Preliminary development of a multi-physics coupled fuel performance code for annular fuel analysis under normal conditions

Abstract

Benefitted from its dual-cooled structure, annular fuel may enhance fuel performance against conventional solid fuel. To aid the potential deployment of annular fuel, fuel performance analysis can be beneficial. In this study, leveraging the open-source Multiphysics Object-Oriented Simulation Environment (MOOSE), a finite element method (FEM) based fuel performance code, have been preliminarily developed for annular fuel, where governing equations for both fuel and coolant are solved in a fully coupled manner. Afterward, assessments of the developed codes were conducted through selected cases to improve the confidence of code predictions.
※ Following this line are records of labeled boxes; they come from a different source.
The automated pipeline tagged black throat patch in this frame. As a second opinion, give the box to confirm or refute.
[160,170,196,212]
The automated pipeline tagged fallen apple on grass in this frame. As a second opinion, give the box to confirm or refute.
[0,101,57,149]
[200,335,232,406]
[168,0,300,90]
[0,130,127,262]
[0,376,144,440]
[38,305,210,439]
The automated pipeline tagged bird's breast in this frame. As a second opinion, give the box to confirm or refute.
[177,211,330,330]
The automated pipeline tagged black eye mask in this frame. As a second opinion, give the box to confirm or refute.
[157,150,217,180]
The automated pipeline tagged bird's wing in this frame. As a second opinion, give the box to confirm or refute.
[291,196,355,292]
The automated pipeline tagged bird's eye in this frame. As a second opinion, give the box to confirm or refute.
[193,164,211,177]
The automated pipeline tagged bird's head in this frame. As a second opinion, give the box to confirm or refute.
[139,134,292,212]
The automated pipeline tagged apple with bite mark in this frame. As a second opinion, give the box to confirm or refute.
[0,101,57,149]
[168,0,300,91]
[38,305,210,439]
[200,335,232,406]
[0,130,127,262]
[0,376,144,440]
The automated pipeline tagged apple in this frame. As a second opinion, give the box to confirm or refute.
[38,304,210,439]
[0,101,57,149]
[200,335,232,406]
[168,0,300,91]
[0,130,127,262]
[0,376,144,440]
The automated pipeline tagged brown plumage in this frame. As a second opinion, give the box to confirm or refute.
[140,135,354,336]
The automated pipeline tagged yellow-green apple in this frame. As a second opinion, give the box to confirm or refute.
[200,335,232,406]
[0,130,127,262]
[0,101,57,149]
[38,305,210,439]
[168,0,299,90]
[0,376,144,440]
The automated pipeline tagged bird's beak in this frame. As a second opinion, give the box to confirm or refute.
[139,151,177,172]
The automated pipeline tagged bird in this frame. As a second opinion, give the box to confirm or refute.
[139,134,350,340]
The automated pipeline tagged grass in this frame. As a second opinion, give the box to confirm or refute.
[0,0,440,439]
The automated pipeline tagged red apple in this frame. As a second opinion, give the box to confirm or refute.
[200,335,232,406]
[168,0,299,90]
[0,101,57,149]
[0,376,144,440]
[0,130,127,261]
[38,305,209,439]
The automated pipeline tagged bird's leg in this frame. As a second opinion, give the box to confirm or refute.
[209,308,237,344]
Then, a comprehensive analysis of annular fuel and its fuel performance comparison against solid fuel were completed. Meanwhile, the uncertainty of fuel relocation on fuel performance was investigated. The results suggest that the (1) predictions by the developed code are reasonable, (2) fuel rod temperature & fission gas release can be notably reduced even under elevated rod power (∼1.2x solid fuel power) when annular fuel is employed, (3) the uncertainty of fuel relocation plays a vital role for fuel heat split between internal and external coolant channels which should be considered to evaluate its thermal–hydraulic performance.